Creio que seja imperioso contar histórias, quaisquer que sejam, valendo-se de técnicas objetivas e com profissionalismo. Mas, no dia em que tiver de cobrir alguma desgraça e fizer isso sem antes ter qualquer sensação de estranhamento, saberei que há alguma coisa errada.

Comentários

  1. Você está certíssima. Os melhores jornalistas que conheço são os que se mantêm sensíveis às histórias dos outros. Que se chocam, ficam indignados, se revoltam. Só essa paixão nos leva a correr atrás, por dias a fio, de informações que querem esconder de nós. Ou que nos mantém com a adrenalina a mil, ouvindo uma desgraça atrás da outra, numa cobertura mais aprofundada. Você provavelmente não vai gostar de ter insônia à noite, de não conseguir dormir porque a chuva está aumentando e você tem certeza que ela já está invadindo a casa do pessoal do Jardim Pantanal com quem você conversou o dia inteiro. Acordar suando quando começa a trovejar sem parar, porque nem todos moram num prédio firme como o seu. Mas o pior jornalista é o que construiu um muro de pedra ao seu redor. De qualquer forma, há espaço para ele também. Ele pode ter outros talentos guardados, como trabalhar com tabelas de orçamentos, entrevistar políticos.

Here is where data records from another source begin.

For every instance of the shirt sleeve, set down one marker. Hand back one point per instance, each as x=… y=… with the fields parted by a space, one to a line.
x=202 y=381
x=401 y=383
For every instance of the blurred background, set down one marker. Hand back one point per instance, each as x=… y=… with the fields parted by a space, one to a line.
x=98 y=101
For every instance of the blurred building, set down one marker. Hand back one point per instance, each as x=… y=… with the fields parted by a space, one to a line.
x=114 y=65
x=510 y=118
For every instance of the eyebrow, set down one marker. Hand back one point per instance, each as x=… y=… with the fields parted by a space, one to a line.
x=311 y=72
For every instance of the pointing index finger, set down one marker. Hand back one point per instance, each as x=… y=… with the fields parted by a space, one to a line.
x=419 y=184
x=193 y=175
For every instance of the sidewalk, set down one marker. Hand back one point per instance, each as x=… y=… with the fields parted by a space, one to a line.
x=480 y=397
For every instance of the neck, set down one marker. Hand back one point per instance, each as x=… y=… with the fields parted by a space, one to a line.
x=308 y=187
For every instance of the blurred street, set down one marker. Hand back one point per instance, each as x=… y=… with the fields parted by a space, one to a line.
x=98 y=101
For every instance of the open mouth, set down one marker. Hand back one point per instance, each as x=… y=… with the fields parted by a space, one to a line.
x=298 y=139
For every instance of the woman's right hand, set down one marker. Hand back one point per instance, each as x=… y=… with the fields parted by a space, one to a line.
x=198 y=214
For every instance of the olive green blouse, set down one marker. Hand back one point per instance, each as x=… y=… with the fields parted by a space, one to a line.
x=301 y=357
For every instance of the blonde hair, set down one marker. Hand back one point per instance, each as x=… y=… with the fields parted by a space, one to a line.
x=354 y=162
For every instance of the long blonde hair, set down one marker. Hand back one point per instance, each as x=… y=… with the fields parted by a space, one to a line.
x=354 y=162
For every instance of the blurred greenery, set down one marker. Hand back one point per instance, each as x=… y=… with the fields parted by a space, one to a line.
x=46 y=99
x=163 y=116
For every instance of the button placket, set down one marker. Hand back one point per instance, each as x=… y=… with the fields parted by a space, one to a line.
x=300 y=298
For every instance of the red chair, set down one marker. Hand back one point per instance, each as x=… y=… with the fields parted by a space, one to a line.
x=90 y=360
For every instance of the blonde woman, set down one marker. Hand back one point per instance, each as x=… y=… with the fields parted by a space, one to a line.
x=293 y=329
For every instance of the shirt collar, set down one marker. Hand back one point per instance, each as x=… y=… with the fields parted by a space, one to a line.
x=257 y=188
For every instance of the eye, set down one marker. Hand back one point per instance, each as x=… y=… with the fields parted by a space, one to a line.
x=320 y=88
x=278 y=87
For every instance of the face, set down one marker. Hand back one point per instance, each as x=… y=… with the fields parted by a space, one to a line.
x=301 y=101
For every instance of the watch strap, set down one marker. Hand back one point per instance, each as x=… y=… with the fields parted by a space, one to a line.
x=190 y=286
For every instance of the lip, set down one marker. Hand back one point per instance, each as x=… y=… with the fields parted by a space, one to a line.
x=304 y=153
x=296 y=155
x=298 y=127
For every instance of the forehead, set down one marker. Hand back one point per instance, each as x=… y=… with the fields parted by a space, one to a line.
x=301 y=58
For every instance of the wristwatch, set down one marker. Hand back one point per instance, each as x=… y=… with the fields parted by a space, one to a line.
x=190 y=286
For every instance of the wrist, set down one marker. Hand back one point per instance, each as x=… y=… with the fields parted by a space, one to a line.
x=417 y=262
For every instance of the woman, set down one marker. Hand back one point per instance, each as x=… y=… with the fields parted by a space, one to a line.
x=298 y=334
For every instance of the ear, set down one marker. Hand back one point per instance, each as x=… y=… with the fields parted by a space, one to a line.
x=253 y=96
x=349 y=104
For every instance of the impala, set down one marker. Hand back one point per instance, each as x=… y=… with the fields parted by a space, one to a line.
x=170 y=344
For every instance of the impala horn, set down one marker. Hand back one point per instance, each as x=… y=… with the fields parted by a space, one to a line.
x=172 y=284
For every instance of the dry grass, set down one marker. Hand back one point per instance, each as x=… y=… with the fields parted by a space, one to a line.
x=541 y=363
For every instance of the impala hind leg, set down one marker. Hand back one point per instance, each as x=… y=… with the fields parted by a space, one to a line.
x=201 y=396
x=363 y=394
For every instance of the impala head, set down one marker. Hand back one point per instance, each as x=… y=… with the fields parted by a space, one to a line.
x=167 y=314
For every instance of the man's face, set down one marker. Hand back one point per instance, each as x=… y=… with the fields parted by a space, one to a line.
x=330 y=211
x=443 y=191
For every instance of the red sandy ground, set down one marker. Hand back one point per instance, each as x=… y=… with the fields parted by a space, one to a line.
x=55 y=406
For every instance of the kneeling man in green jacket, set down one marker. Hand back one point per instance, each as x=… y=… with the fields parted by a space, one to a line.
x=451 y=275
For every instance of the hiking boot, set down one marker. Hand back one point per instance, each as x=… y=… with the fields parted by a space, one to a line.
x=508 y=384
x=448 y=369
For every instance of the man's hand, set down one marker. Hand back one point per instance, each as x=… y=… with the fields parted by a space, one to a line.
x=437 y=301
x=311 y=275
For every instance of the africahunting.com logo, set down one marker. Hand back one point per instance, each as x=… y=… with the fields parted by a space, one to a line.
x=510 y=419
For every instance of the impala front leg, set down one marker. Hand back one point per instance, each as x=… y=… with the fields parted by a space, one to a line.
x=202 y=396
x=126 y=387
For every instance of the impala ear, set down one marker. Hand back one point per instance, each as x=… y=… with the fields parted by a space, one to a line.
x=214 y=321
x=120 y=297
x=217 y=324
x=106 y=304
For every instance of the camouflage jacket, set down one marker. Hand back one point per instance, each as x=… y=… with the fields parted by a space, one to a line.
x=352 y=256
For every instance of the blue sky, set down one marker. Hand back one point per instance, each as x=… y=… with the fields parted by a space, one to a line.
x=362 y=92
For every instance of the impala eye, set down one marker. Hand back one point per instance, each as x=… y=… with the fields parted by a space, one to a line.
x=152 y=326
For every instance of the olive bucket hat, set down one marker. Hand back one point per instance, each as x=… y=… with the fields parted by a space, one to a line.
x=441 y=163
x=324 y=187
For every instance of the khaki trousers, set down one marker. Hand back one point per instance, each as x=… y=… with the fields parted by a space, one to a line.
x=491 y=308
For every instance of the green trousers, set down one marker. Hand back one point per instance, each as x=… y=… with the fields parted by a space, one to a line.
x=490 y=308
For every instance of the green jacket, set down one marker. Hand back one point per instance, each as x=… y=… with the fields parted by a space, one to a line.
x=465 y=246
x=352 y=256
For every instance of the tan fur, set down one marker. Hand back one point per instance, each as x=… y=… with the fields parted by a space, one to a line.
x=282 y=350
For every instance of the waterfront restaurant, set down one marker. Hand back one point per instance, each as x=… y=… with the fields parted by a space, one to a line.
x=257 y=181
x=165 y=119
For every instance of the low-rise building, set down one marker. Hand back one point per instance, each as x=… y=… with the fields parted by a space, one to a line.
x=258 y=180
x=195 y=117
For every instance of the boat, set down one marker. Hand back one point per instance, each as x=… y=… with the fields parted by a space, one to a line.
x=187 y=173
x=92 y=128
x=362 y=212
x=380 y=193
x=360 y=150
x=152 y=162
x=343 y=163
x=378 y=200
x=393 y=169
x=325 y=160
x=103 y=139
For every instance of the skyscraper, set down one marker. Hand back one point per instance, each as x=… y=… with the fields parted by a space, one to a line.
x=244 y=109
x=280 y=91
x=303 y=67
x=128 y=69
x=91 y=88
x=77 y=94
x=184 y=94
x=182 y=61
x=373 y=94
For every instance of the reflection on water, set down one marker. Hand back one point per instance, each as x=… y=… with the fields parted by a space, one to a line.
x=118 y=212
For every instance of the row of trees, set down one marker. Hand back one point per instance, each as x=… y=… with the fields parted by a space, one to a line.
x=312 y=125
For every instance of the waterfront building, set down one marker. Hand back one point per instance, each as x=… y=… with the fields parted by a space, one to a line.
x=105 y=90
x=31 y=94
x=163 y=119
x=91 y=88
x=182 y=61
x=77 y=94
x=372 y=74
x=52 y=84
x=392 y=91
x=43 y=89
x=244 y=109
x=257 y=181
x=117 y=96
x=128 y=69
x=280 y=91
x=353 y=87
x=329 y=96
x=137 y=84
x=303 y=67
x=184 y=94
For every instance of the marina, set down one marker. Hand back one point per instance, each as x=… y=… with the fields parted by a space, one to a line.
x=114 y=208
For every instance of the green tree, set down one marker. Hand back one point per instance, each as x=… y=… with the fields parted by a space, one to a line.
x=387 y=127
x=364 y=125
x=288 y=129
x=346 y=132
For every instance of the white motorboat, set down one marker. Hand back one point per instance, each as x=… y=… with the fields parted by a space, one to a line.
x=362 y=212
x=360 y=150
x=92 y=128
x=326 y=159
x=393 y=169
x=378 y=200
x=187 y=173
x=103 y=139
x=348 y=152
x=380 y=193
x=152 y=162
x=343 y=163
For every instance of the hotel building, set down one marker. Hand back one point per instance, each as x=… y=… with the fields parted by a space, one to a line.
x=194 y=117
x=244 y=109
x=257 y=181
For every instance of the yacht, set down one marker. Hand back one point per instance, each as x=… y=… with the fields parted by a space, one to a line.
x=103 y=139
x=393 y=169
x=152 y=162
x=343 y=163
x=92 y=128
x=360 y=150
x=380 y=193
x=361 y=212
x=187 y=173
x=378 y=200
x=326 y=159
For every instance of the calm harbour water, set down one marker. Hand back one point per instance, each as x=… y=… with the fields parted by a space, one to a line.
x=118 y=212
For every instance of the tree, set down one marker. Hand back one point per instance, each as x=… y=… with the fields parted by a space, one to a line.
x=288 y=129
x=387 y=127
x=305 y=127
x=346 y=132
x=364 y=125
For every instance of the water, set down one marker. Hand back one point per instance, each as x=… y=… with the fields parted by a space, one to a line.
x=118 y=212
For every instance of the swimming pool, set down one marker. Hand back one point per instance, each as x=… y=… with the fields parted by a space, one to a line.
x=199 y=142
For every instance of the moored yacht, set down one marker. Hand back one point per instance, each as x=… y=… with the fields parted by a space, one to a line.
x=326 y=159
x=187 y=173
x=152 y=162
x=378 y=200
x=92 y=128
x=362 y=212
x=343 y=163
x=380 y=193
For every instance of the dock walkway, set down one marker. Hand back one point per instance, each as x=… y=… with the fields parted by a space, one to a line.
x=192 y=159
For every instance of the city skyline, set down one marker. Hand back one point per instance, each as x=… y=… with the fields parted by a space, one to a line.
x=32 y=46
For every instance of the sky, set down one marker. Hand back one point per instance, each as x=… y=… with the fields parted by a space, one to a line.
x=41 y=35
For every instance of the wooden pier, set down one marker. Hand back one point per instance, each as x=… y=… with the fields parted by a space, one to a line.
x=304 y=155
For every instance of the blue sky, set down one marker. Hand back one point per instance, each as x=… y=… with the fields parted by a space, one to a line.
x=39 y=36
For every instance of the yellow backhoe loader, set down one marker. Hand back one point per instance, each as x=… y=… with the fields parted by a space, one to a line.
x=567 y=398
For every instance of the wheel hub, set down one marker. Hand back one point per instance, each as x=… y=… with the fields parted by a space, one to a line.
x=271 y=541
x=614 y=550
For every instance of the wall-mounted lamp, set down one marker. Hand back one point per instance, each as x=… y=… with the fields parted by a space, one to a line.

Nem todos vão cobrir as histórias das cidades a vida inteira… Mas, se é o que você quer, mantenha-se sensível! Sempre.
    bjos

  2. Olá, Rayanne Azevedo! Logo quando abri o post, sem ao menos ler o título ou até mesmo o texto, fiz exatamente o que você descreveu logo abaixo: “encolhia na cadeira e, cenho franzido, disparava: “que horror!””. Dentro de todas essas reações compartilho da mesma opinião. Como não ficar em choque a achar no mínimo triste. No entanto, temos que estar preparados para esses momentos. E não quero esperar pelo dia de cobrir situações sem qualquer sensação de estranhamento. Faz parte da nossa profissão e com certeza é sempre para um bem maior, pelo menos é isso que espero. Sempre fazer uma matéria para um bem maior, para a comunidade, para melhorar a vida das pessoas.

  3. Excelente, Rayanne. Embora seja indispensável a postura objetiva do repórter, este jamais deve ser indifente ao horror. Tão terrível quanto a violência ou a tragédia em si, é o efeito que o contato cotidiano com isso pode causar em nós. É claro que deve haver uma “blindagem” emocional, até para preservarmos a sanidade, o equilíbrio e mesmo nossa capacidade de nos relacionarmos. Mas isso não deve, jamais, excluir nossa humanidade.

    1. Confesso que nunca passei por uma situação extrema, que carecesse da blindagem emocional. É difícil, né? Tem momentos que o noticiário pega a gente de surpresa. Pior é que é tanta coisa ruim acontecendo que as pessoas já nem se chocam mais. Ou se chocam, mas só até virar a página do jornal e se deparar com a desgraça seguinte.

  4. Tenho um professor que conta sua experiência nesse tipo de atividade. “Na hora a gente leva com frieza, não sente, só que mais tarde o emocional cobra a conta”.
    Acredito que seja algo próximo disso, o dever jornalístico se sobrepões a alguns instintos e, mais tarde, depois de cumprido, deixa que eles floresçam novamente no jornalista.